Melihat kekerasan kepalanya Randika, tatapan mata Viona menjadi penuh harapan. Ketika Randika penuh dengan percaya diri, keajaiban selalu terjadi.

Hal ini menumbuhkan rasa percaya seiring berjalannya waktu. Jadi kalau Randika mengatakan bisa maka dia pasti bisa!

Dan sekarang, wajah Randika benar-benar penuh dengan percaya diri. Viona benar-benar senang di dalam hatinya, dia yakin Randika bisa. Lalu dia menatap ayahnya dengan tatapan penuh makna.

"Baiklah." Melihat tatapan mata anaknya itu, ayahnya Viona akhirnya setuju.

Melihat keluarga pasien setuju, para dokter ini tidak bisa berbuat apa-apa. Mereka hanya bisa menatap tajam Randika, orang ini benar-benar mencela nama mereka!

"Permisi, tolong minggir." Melihat seorang dokter menghalangi jalannya, Randika memintanya untuk minggir.

"Cih." Dokter itu mendengus dingin dan memberi jalan untuk Randika. Para dokter ini tidak pergi namun ingin melihat bagaimana pemuda ini akan menyelamatkan pasien mereka.
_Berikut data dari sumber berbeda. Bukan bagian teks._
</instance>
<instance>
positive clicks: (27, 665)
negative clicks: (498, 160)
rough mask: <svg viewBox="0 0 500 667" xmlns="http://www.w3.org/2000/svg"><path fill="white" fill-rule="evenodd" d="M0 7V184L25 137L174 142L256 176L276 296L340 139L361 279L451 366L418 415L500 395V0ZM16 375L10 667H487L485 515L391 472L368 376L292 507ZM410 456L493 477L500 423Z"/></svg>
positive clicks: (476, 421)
Dalam lubuk hati mereka, mereka sama sekali tidak percaya bahwa Randika bisa menyelamatkan nenek itu. Jelas bahwa organ-organnya sudah kehilangan fungsinya, kematian adalah hal yang pasti jadi mana mungkin bisa menyelamatkannya.

Terlebih lagi, tubuh nenek itu sudah terlalu tua dan tidak bisa menerima obat yang terlalu keras jadi estimasi 3 hari hidup itu sudah sangat bagus.

Melihat tatapan mata para dokter itu, Randika hanya bisa tersenyum dan menatap mereka. "Bisa minta tolong bantu aku mengangkat badannya?"

Dokter senior yang sebelumnya terdiam mengangguk pada perawat di sampingnya. Lalu dua perawat menghampiri Randika dan membantunya mengangkat si nenek.

"Tolong lepaskan pakaiannya."

Randika lalu mengeluarkan tabung reaksi yang berisikan darah dari boneka ginseng itu dan jarum akupunturnya.

"Buat apa kamu membuka bajunya?" Seorang dokter mengerutkan dahinya.

"Oh? Cara perawatan itu tidak biasa, aku menggunakan teknik akupuntur." Kata Randika sambil tersenyum. "Karena nenek ini sudah tua, kulitnya sudah kendur jadi aku kesusahan merasakan titik akupuntur dari balik baju. Jadi aku perlu melepas pakaiannya dan merasakannya langsung dari kulitnya."